Бранн отнимает руки от ушей и признательно кивает.
Ковер из черных тел служит опасностью и опорой, для неблагих это, кажется, в порядке вещей: Бранн
— Это ее спина, — Бранн мечом указывает вниз. — Уже выросшие Дети Трясины, помогают ей думать и тянуться повсюду. Большие опасные твари.
Дей кивает. Ши идут дальше, хлюпая черной водой, мне не по себе здесь, мой Дей, я вижу, что даже Бранну не по себе, хотя он Хранитель этих болот, мне все это не нравится! Нет, я не могу перестать нагреваться, прости!
В центре равнины я вижу дом, который не дом. Он выглядит, будто покосившийся пень, густо оплетенный толстыми корнями и тугими лианами. О, старые боги, я надеюсь, никого дома нет!
Бранн останавливается, отпивает Чистой Воды, протягивает флягу моему Дею — да уж, вам следует подготовиться! Я бы не пустил вас! Не пустил! Да, мой Дей, не стоит фыркать столь насмешливо! Но вы оба слишком упорные в своих стремлениях!
Бранн зажигает палку голой рукой и медленно идет навстречу покосившемуся строению. Дей обнажает меч и разминает плечи, следуя за Хранителем. Отходить от него я бы не рискнул, мой Дей, и тебе не советую — здесь нет иной опоры, кроме неблагого плеча.
Ши подходят осторожно и тихо, но этот визит просто не может остаться незамеченным: из глубины домика слышится тягучий, с присвистом и призвуком голос.
— А-а, пож-шаловали ко-о мне-е на-а огонё-ок? Ты-ы на-астоя-ащий дру-уг, — особо издевательски она тянет это слово, — мо-ой Хра-анитель, мне-е ка-ак ра-аз-с хва-атит ва-ашей кро-ови, что-обы почини-ить моё-о крас-сивое перво-ое тел-льц-се!
Дом, кажется, рушится, мой Дей, будь осторожнее! Ох! Это не дом!

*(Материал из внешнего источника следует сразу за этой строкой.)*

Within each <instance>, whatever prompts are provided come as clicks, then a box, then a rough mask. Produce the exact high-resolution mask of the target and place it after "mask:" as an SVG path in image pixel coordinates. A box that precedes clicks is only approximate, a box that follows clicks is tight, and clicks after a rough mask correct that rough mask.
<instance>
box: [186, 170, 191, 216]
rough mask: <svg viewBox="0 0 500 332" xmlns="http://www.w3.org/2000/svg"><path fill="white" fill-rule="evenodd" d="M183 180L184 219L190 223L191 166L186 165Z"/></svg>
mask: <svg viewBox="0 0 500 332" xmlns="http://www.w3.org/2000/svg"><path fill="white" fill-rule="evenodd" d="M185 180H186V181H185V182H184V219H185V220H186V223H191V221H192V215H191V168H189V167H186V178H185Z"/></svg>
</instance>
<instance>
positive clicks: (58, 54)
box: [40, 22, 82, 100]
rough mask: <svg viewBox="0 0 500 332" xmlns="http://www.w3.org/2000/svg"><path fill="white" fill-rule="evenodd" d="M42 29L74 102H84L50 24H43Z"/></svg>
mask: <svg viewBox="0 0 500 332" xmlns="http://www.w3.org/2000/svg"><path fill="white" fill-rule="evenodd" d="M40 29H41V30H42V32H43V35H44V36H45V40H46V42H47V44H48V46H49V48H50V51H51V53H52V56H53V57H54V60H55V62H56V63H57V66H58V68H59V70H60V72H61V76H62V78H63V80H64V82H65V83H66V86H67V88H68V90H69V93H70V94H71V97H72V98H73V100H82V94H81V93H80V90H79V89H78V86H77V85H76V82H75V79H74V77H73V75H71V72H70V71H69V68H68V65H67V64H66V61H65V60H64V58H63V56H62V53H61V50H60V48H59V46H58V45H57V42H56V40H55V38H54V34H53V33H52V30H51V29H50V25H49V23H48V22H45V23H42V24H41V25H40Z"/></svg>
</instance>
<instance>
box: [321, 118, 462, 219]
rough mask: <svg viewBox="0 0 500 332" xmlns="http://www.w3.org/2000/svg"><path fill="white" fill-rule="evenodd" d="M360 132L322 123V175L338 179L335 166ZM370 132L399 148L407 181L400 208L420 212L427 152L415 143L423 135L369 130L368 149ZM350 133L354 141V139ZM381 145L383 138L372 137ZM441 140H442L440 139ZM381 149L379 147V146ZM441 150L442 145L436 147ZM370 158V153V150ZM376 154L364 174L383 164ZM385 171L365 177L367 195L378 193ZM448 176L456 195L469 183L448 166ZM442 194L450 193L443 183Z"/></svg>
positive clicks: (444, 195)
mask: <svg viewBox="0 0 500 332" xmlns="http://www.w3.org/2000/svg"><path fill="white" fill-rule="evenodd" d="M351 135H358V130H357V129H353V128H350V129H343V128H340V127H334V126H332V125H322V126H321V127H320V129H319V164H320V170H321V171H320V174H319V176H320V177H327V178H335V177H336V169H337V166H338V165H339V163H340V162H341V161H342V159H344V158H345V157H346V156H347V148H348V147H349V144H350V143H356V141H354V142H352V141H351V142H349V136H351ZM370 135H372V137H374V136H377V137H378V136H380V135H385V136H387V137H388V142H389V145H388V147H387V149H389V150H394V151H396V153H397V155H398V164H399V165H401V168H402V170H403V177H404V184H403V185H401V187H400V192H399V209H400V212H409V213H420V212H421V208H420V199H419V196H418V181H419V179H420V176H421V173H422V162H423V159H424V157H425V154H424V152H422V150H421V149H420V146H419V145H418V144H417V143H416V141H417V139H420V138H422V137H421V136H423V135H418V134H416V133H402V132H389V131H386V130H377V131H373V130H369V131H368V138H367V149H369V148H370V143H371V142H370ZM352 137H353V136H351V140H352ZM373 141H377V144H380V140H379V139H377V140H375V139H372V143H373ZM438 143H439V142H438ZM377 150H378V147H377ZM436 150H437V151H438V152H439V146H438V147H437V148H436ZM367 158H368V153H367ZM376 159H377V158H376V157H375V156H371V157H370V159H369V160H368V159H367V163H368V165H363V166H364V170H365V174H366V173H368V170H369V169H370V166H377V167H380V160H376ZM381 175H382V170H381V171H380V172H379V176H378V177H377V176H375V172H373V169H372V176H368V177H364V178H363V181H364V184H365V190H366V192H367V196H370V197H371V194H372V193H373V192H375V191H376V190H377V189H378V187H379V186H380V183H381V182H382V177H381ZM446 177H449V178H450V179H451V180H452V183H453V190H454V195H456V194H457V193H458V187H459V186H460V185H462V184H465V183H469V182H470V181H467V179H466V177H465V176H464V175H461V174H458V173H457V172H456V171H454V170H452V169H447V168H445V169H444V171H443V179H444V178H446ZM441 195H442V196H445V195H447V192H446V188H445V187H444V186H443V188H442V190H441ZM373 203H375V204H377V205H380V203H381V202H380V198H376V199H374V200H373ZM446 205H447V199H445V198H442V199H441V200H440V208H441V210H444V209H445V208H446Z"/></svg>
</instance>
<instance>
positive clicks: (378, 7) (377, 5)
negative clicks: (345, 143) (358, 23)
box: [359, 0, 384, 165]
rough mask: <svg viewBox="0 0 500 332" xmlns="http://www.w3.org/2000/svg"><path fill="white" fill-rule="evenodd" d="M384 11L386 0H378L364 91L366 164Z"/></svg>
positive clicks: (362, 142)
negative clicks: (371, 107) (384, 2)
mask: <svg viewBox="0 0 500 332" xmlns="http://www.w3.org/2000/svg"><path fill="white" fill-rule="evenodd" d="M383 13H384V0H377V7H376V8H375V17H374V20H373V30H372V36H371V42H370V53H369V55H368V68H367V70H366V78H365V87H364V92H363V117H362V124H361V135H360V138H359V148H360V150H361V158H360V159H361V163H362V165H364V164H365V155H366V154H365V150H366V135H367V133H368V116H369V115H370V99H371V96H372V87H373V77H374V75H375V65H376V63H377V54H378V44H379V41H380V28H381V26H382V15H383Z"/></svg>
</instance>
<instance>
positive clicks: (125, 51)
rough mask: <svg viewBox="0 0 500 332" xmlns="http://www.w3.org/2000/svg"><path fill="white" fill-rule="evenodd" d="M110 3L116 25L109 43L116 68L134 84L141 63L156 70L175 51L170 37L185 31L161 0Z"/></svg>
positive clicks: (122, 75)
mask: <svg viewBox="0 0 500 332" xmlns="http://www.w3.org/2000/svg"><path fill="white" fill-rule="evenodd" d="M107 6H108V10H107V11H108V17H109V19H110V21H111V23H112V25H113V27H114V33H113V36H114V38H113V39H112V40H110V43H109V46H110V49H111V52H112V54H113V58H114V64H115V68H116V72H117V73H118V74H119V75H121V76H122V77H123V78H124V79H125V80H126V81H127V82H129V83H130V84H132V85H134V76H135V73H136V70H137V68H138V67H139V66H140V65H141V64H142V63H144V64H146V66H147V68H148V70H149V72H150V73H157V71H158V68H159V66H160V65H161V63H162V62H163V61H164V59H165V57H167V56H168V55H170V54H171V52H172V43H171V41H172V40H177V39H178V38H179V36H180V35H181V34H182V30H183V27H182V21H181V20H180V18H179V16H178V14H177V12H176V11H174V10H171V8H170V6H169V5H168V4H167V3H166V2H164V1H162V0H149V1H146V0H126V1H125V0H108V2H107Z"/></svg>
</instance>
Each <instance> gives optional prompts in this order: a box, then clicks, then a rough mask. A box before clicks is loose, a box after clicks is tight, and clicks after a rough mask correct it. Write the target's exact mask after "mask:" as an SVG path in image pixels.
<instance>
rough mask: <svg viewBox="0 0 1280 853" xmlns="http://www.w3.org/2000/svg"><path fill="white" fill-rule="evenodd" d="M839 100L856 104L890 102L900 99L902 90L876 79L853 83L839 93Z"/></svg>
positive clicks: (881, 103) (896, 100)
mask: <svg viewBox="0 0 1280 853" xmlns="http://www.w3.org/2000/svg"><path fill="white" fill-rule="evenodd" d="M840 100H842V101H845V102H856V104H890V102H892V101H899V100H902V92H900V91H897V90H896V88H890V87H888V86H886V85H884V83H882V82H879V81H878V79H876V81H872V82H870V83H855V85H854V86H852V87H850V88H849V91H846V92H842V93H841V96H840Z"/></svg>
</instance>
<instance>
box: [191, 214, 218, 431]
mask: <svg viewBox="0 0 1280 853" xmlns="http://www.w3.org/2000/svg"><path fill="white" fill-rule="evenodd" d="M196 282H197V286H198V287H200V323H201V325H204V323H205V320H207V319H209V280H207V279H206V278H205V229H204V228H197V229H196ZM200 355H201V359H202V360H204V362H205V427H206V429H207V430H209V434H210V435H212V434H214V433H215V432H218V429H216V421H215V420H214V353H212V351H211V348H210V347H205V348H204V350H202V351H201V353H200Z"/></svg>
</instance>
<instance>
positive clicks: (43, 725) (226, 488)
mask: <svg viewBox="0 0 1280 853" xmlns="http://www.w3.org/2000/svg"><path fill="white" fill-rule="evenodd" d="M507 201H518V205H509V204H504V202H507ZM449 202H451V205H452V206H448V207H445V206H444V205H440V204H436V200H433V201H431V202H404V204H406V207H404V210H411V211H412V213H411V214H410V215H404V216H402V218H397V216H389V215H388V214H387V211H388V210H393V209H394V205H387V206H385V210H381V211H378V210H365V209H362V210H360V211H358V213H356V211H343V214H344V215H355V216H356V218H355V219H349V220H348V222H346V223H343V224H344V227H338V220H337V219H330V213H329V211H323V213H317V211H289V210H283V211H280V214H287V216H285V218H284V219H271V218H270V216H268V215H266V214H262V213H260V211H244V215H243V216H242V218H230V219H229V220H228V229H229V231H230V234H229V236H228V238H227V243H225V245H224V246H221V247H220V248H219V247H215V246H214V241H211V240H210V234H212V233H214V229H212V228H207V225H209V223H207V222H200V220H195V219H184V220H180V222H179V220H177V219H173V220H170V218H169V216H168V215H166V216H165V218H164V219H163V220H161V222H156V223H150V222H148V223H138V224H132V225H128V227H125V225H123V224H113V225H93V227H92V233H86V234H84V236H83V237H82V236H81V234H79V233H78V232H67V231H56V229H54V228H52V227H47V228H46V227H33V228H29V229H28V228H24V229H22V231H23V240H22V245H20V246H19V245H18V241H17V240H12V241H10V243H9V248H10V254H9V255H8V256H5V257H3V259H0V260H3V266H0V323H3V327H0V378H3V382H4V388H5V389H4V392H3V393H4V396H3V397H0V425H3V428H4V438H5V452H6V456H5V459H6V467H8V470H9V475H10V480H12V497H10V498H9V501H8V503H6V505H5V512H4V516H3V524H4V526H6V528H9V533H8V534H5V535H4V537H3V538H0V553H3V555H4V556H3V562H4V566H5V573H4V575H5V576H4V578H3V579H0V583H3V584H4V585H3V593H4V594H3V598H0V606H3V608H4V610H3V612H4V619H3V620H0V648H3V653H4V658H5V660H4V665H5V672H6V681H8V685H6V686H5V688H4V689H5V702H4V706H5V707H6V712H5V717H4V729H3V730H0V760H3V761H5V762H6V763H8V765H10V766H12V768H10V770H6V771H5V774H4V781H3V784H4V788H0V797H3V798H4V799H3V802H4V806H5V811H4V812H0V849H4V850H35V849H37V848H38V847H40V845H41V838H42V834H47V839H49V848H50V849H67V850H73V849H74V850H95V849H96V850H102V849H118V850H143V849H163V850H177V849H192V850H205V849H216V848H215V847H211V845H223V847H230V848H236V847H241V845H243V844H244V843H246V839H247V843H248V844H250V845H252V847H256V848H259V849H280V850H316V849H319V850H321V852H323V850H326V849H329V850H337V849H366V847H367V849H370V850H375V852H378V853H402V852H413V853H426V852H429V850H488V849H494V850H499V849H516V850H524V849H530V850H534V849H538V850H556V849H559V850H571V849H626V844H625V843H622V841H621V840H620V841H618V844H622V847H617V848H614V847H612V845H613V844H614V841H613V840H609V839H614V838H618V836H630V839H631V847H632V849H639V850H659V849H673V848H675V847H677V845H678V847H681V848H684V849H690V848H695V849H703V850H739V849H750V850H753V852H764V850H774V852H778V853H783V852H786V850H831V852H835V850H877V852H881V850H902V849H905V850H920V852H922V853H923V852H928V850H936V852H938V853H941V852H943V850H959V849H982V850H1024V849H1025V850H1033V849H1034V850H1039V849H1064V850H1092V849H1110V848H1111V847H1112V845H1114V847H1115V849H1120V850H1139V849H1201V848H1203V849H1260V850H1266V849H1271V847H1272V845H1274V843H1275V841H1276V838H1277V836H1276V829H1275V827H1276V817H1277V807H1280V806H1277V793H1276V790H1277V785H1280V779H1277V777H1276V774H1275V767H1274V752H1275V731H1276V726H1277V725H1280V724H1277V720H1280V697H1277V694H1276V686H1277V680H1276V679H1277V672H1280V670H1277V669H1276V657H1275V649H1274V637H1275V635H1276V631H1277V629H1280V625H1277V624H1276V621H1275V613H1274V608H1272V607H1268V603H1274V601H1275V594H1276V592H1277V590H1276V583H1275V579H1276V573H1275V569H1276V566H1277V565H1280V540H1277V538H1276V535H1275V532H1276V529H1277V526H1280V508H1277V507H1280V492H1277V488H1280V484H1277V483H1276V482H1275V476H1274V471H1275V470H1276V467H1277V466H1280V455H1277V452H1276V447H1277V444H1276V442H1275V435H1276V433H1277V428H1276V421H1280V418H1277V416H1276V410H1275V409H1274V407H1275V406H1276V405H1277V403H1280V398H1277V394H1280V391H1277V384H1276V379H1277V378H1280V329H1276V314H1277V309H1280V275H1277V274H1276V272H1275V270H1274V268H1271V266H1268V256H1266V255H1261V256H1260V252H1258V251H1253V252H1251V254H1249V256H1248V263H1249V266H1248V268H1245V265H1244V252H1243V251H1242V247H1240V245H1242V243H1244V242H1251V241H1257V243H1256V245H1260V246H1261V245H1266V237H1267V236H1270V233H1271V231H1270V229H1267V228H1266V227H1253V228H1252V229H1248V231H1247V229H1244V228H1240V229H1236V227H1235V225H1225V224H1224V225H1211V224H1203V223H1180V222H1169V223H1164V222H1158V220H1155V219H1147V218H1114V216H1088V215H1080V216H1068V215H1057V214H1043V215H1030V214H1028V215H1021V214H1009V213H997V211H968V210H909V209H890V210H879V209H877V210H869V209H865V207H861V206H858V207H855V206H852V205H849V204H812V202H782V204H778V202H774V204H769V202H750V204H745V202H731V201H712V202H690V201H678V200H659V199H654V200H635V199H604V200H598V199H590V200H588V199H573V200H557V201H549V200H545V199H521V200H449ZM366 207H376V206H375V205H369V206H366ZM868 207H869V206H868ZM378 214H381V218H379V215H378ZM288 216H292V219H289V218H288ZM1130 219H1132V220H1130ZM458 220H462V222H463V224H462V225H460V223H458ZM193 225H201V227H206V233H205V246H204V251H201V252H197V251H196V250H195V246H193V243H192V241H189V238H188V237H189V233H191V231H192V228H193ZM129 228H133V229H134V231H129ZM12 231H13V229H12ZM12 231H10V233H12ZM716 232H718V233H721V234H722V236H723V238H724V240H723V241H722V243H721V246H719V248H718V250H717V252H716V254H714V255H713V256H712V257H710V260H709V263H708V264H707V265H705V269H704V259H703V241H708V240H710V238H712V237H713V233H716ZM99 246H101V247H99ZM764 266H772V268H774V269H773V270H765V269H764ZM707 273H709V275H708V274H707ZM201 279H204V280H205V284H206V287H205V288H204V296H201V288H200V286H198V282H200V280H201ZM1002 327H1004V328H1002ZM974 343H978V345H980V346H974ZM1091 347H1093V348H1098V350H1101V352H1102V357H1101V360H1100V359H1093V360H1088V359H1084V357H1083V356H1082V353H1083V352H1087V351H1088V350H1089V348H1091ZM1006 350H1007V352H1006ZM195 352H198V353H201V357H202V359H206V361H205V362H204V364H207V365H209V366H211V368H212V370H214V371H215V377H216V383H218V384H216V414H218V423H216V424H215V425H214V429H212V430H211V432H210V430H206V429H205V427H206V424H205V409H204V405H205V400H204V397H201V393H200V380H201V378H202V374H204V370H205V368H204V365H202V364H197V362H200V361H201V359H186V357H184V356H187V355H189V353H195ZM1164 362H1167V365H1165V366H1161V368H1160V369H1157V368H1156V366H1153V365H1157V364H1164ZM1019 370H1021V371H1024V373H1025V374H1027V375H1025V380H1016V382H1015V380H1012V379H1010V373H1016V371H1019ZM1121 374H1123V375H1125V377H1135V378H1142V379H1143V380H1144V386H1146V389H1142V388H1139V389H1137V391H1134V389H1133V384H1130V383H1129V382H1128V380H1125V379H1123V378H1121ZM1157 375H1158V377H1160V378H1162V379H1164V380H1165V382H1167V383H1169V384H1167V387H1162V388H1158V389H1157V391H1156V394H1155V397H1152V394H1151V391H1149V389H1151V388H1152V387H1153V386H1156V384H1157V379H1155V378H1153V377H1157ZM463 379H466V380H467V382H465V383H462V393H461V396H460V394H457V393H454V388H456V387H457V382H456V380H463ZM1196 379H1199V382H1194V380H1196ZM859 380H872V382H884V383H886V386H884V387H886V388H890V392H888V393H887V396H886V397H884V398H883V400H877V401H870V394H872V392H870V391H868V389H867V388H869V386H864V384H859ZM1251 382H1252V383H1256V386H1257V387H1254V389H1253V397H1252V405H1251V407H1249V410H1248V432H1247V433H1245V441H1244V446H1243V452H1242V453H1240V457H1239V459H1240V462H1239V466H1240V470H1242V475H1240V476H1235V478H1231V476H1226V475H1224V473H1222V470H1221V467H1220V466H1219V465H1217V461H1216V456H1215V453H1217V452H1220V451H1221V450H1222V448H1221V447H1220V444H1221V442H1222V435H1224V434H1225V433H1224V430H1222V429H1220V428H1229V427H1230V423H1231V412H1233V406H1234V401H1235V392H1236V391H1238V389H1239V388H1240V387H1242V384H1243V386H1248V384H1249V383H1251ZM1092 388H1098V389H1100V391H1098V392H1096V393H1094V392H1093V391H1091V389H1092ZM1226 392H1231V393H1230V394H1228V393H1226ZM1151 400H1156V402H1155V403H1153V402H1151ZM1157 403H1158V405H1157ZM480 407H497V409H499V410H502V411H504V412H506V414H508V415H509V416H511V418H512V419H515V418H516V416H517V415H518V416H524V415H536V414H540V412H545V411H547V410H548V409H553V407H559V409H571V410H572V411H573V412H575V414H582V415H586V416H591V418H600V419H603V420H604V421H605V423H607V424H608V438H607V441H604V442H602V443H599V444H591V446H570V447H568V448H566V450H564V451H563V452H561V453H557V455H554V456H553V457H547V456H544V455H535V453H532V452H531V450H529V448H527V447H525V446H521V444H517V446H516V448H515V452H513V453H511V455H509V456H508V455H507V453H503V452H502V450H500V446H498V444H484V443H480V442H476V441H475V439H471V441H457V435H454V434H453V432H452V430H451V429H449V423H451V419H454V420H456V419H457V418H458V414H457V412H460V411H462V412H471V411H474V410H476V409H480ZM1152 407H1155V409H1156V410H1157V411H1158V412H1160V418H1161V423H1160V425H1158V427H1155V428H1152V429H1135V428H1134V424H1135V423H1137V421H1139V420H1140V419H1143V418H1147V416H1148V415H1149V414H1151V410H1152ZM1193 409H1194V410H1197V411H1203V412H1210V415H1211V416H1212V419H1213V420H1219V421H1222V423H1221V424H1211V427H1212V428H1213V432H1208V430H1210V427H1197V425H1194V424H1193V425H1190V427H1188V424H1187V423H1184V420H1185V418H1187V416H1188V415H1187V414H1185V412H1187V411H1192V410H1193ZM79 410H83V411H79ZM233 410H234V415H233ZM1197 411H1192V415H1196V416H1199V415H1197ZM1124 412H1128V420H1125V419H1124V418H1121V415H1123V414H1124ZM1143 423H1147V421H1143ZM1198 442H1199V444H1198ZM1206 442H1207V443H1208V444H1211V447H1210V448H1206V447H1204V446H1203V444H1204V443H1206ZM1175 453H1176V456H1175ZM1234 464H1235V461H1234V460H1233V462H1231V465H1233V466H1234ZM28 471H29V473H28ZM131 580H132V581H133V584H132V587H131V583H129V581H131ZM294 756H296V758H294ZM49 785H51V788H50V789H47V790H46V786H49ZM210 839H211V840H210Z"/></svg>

Постройка начинает шевелиться и оползать, но это вовсе не разрушение, как показалось мне сначала, он просто… разъединяется. Отходят в сторону коряги, огромные, человекоподобные, мощные, оплетенные гибкими лианами-отростками вдобавок к рукам и ногам. Похоже, именно так выглядят выросшие пеньки. Гнилые огоньки, зеленоватые и противные загораются на вершинах их деревянных голов. Это выглядит дико-дико-дико! Это напоминает корону! Нашу корону! Неблагие выкормили самое отвратительное на свете болото!..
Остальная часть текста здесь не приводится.